To facilitate the experimental development of the technology, a simulation tool was needed to efficiently solve for semiclassical (*i.e.*, using the Thomas-Fermi approximation) and self-consistent quantum electrostatic potentials, single- and multi-electron wave functions, and energies at near-zero temperatures. It was also essential that such a tool be able to simulate and optimize many different single- and multi-QD structures very efficiently, and provide fast feedback on which device layouts are more likely to lead to few-electron behavior. Although there have been numerous papers (9); (10); (11); (12); (13) on simulation methods for quantum dots, they focus on different issues than those addressed in this work. Existing commercial (14) and academic (15) device simulators either target room-temperature and many-electron devices, whereas qubit applications require temperatures close to zero Kelvin and one/few-electron devices, or target simple and few geometries, whereas multi-QD devices have very complex three-dimensional (3D) shapes and can have many different layouts due to their inherently large design space. These existing tools often have license and platform restrictions which place non-fundamental but very real limits on simulation efficiency. The Quantum Computer Aided Design (QCAD) simulator has been developed to address these challenges associated with modeling realistic multi-QDs, including complex geometries, many device layouts, low temperature operation, and 3D quantum confinement effects. It is an integrated open-source finite-element-based tool that leverages a number of Sandia-developed software programs (16), including the Trilinos suite, the Albany code (17), the Dakota toolbox, and the Cubit geometry and meshing tool.

The first and major part of this work details the QCAD simulator (18) (or just “QCAD” for brevity), which is built upon the Albany finite element framework (17) and contains three core modules of Poisson (P), Schrodinger (S), and Configuration Interaction (CI) solvers. These physical solvers can be run individually or combined self-consistently (i.e., self-consistent S-P and S-P-CI solvers) for simulating arbitrary 1D/2D/3D quantum devices made from multiple different materials. They have demonstrated fast and robust convergence behavior even at very low (milli-Kelvin) temperatures. Furthermore, very high simulation throughput has been achieved using a combination of pre- and post-processing scripting, automated structure creation and meshing, and distributed parallel computing capability and resources.

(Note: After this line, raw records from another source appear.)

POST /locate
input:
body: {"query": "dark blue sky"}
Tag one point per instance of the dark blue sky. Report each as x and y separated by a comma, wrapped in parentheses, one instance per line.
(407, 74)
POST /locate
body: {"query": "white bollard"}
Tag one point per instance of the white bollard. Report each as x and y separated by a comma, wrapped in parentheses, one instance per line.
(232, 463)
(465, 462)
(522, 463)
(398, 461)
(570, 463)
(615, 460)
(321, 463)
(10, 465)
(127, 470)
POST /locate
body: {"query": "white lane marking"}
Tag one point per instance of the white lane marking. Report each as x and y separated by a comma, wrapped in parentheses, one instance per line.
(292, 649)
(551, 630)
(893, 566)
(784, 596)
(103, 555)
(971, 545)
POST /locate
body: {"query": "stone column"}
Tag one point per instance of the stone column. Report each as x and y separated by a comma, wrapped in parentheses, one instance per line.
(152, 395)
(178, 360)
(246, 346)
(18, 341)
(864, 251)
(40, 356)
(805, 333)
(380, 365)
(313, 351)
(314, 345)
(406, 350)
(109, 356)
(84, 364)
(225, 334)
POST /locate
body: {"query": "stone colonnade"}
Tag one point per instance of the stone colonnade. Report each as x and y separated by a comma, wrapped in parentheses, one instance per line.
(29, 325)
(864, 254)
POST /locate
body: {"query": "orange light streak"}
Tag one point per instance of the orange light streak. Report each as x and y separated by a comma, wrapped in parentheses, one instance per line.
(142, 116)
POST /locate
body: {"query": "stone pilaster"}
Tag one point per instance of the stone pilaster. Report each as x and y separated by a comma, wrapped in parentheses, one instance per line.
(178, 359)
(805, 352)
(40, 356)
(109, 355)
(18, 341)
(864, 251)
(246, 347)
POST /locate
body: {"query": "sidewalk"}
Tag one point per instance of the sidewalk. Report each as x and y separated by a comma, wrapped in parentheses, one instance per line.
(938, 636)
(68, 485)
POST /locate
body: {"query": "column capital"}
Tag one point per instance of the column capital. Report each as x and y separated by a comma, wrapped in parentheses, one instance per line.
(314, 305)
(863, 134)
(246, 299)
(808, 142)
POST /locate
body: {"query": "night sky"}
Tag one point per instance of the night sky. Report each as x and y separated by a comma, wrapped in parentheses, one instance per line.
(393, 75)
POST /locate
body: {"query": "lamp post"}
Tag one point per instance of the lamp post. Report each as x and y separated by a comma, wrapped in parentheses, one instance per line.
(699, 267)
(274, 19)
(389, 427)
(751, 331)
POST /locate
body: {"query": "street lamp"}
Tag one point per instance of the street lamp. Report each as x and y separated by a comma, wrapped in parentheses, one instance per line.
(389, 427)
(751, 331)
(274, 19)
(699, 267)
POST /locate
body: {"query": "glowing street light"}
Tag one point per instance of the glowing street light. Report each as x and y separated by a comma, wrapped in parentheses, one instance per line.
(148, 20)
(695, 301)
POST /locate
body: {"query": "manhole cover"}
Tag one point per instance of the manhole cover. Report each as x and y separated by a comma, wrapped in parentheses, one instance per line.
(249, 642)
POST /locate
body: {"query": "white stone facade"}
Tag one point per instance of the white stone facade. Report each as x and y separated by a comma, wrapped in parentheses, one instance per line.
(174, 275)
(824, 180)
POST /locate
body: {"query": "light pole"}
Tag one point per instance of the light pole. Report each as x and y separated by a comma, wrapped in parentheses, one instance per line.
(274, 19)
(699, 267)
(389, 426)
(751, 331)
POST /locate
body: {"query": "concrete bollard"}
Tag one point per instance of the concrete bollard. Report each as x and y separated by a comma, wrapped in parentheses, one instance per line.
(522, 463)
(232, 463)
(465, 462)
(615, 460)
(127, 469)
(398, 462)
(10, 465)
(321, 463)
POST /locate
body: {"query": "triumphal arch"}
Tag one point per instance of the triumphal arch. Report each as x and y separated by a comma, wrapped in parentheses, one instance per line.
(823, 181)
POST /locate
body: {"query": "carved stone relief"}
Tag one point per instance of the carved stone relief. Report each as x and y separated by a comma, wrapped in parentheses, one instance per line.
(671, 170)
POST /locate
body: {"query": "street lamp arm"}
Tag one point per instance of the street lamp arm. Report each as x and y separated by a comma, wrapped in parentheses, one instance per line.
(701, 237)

In Sec. II, details of the QCAD simulator and its core physical solvers are presented, with the semiclassical Poisson solver detailed in Sec. II.1, the Schrodinger solver described in Sec. II.2, and the self-consistent S-P solver detailed in Sec. II.3.

The second part of this work presents two examples of applying QCAD to simulate realistic QD structures. Since QCAD solves for the electron density at a given set of device control voltages, it is able to compute the capacitance between a quantum dot and a control gate. Such capacitances can also be determined experimentally. In Sec. III, we compute the dot-to-gate capacitances in an experimental QD structure, using the semiclassical and self-consistent S-P solvers, and compare them with experiment. A detailed analytic analysis is then conducted to help understand the effect of quantum confinement on capacitances. Finally, in Sec. IV, QCAD’s ability to assess and improve upon the design of nano-scale devices is demonstrated with few-electron double QDs (DQDs). Through its coupling with the optimization driver Dakota, QCAD is able to optimize gate voltages to simultaneously achieve multiple desired targets (*e.g.* few electrons in a dot and a tunnel barrier being controllable) in many different DQD device designs. We show how this aids in the identification of device designs which are likely to exhibit few-electron quantum dot behavior.

## Ii Qcad Simulator

The QCAD code structure is given in Fig. 1. The base of the structure is Trilinos (16), an open-source suite consisting of mathematical libraries (nonlinear and linear solvers, preconditioners, eigensolvers, etc.), discretization (finite element and finite volume) utilities, automatic differentiation library, distributed parallel library, and many more packages (refer to trilinos.sandia.gov for details). The Albany code (17) provide a unified and flexible interface to those Trilinos packages to minimize the coding effort for users developing physical models. The Dakota driver (16) interfaces with QCAD and repeatedly calls the QCAD executable to perform specified optimization tasks. It is an open-source tool that provides a broad spectrum of capabilities including nonlinear least square optimization (see dakota.sandia.gov for details). Pre- and post-processing scripts have been developed to automatically generate QCAD input files for multiple DQD devices, submit jobs to computing clusters, and collect simulation results. These scripts are one of the enabling factors that make efficient QCAD simulations possible.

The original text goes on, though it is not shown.